- Directed by: Alain Fresnot
- Written by: José Rubens Chachá; Alain Fresnot; Miguel Paiva (story); Luis Fernando Verissimo (story);
- Produced by: Dardo Toledo Barros; Alain Fresnot; Richard Pepin; Van Fresnot; Maria Ionescu;
- Starring: Paulo Betti; Cláudia Abreu; Otávio Augusto; Ary Fontoura; Irene Ravache;
- Cinematography: Pedro Farkas;
- Edited by: Alain Fresnot; Idê Lacreta;
- Music by: Arrigo Barnabé;
- Distributed by: RioFilme
- Release date: May 1997;
- Running time: 102 minutes
- Country: Brazil
- Language: Portuguese
- Budget: $1.5 million

= Ed Mort =

Ed Mort is a 1997 Brazilian detective comedy film, directed by Alain Fresnot. The film is an adaptation of the comic strip character of the same name, by Luís Fernando Veríssimo.

==Premise==
The film tells the adventures of private detective Ed Mort. He is hired by a mysterious woman to help find her husband, Silva, an expert in disguises.

==Cast==
- Paulo Betti as Ed Mort
- Cláudia Abreu as Cibele
- Otávio Augusto as delegate Mariano
- Ary Fontoura as Nogueira
- Irene Ravache as Carmen
- Roseane Lima as Dayse
- Chico Buarque de Hollanda as Silva in disguise
- Marília Gabriela as Silva in disguise
- Cauby Peixoto as Silva in disguise
- Luíza Tomé as Silva in disguise
- José Rubens Chachá as Silva without disguises
- Gilberto Gil as Silva in disguise
- José Mojica Marins as Silva in disguise
- Heródoto Barbeiro as Himself
- Hélio Bicudo as Himself
- Rosi Campos as Wanda
- Mona Dorf as Herself
- Edson dos Santos as Bira
- Ary França as Adroaldo
- Iara Jamra as Pharaohs motel cashier
- Celso Ming as Himself
- Wandi Doratiotto as Agenor

==Background==
Ed Mort was created in 1979 and published in Brazilian newspaper strips during the 1980s, with text by Luís Fernando Veríssimo and illustration by Miguel Paiva (who also created Radical Chic and Gatão de Meia Idade).
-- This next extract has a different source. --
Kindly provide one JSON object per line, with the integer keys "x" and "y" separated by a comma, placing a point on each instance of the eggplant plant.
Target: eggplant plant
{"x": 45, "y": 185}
The strips were serialized and each complete story was released in compilation books between 1985 and 1990, starting with the book Ed Mort in Looking for Silva (1985).

The script for the film adaptation was based on the story from Ed Mort in Looking for Silva. In the film, the private detective lives in São Paulo, instead of Rio de Janeiro like in the comics.

==Music==
Arrigo Barnabé's background score for the film was released in 1997 by Brazilian record label Rob Digital.

==Release and reception==
Ed Mort premiered in Rio de Janeiro, Belo Horizonte and Curitiba during May 1997. In São Paulo, it was released to theaters on June 5, 1997. HBO Brasil aired Ed Mort around the same time as its theatrical release, which caused some Brazilian theaters to boycott the film. The deal with HBO Brasil came about after the company gave $100,000 worth of funding to help the film get completed. In February 1998, Ed Mort was also shown at the Fantasporto Film Festival in Portugal.

Brazilian publication Agência Senado said in 1998 that the film "walks a fine line between humor and police drama."